Biomass is a renewable carbon feedstock that can be converted to 5-hydroxymethylfurfural (HMF), a useful platform chemical that can be modified to produce valuable chemicals and fuels. Previous research has shown that high HMF selectivity can be achieved in dimethylsulfoxide (DMSO) due to its capability to stabilize HMF.¹ Interestingly, high fructose conversion is observed in DMSO in absence of an acid catalyst – a phenomenon not completely understood.

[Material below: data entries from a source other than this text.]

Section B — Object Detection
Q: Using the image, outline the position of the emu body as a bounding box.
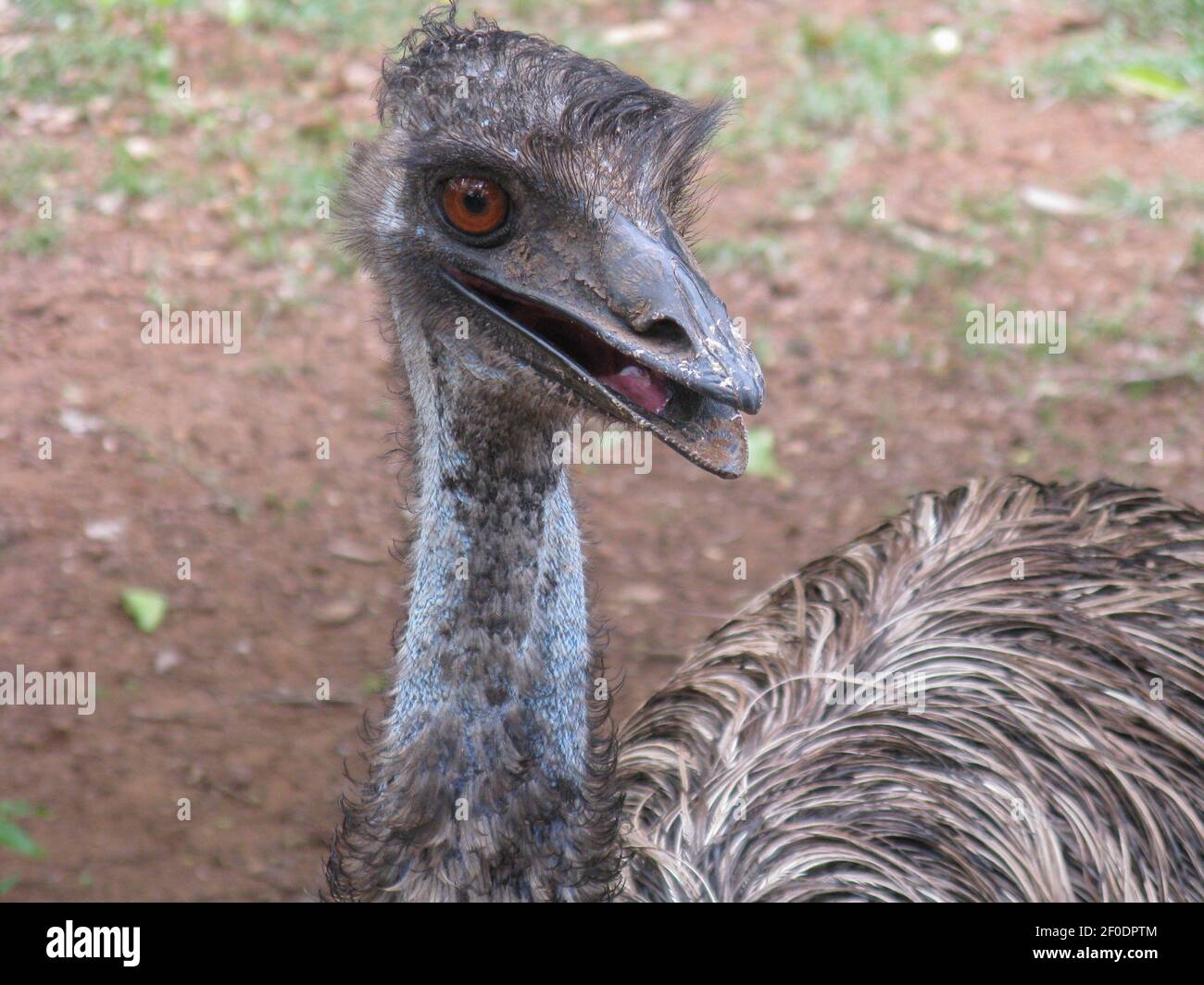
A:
[328,9,1204,901]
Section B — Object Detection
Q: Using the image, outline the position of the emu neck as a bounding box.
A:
[392,334,590,780]
[330,322,619,900]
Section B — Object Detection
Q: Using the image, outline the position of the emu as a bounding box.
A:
[326,8,1204,901]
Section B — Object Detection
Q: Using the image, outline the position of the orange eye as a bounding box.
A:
[443,179,510,236]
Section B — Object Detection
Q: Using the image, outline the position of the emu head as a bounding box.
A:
[345,8,765,477]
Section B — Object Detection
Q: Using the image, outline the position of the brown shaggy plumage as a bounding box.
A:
[617,478,1204,901]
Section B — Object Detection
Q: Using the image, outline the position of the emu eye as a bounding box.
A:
[443,177,510,236]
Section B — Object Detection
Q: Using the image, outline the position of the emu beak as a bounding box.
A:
[443,216,765,478]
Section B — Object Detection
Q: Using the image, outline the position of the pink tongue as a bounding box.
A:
[598,366,670,414]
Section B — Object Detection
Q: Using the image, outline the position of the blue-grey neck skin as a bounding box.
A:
[388,315,590,779]
[328,311,621,901]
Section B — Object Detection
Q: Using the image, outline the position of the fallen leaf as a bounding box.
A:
[121,589,168,632]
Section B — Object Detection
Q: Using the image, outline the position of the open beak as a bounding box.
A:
[443,216,765,478]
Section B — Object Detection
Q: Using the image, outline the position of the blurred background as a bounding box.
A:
[0,0,1204,900]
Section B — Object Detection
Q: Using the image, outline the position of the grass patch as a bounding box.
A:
[1033,0,1204,132]
[739,16,942,156]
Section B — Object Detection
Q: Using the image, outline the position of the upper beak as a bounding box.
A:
[602,216,765,414]
[445,215,765,478]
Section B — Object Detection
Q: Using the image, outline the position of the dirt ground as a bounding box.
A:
[0,0,1204,901]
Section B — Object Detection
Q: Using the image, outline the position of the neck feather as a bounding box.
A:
[330,315,618,900]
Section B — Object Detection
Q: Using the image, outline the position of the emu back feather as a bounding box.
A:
[617,478,1204,901]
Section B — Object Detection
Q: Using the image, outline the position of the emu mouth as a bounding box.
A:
[442,268,759,478]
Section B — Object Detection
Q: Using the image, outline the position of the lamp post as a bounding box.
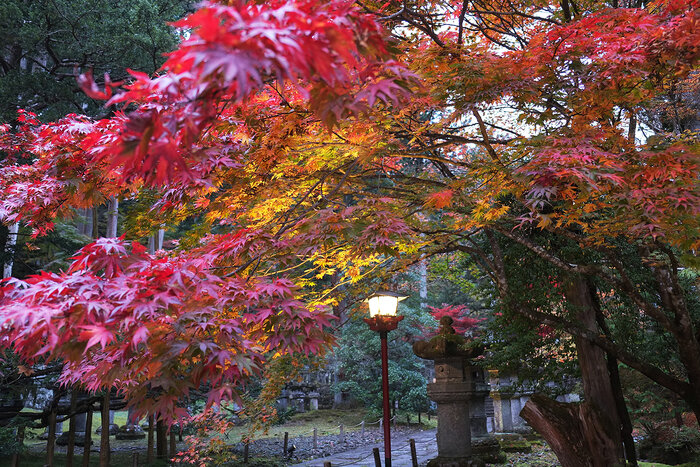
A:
[365,291,406,467]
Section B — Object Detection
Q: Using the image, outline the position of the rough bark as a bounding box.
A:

Homogeneous reactions starting with fructose or HMF are done in absence of catalyst at different DMSO concentrations to better understand the origin of this observed high activity and to inform design of a heterogeneous acid catalyst that incorporates DMSO-like interactions – a potential engineering solution to overcome the limitations accompanied with DMSO. Titration experiments of fructose dehydration reactions show that increased solution acidity with increasing DMSO composition is because of increased humins production. Therefore, DMSO does not degrade to strong acids that would be active species for the dehydration reaction. This experimental evidence supports the hypothesis that high activity observed for non-catalytic reactions in DMSO is due to DMSO stabilization of furanic intermediates² and indicates that stable sulfoxide groups can be incorporated on a catalyst surface. In addition, reaction studies monitoring conversion starting from HMF at different DMSO concentrations show that maximum HMF stabilization can be achieved at a DMSO solution composition of 0.11 D/S (moles of DMSO per total moles of solvent). This value can inform the target loading of sulfoxide groups needed to be incorporated on a catalyst surface providing optimum HMF stabilization in pure water.

References

1. Tsilomelekis, G., Josephson, T. R., Nikolakis, V. & Caratzoulas, S. Origin of 5-hydroxymethylfurfural stability in water/dimethyl sulfoxide mixtures. ChemSusChem 7, 117–126 (2014).
2. Kimura, H., Nakahara, M. & Matubayasi, N. Solvent Effect on Pathways and Mechanisms for D‑Fructose Conversion to 5‑Hydroxymethyl-2-furaldehyde : In Situ ¹³C-NMR Study. J. Phys. Chem. A 117, 2102–2113 (2013).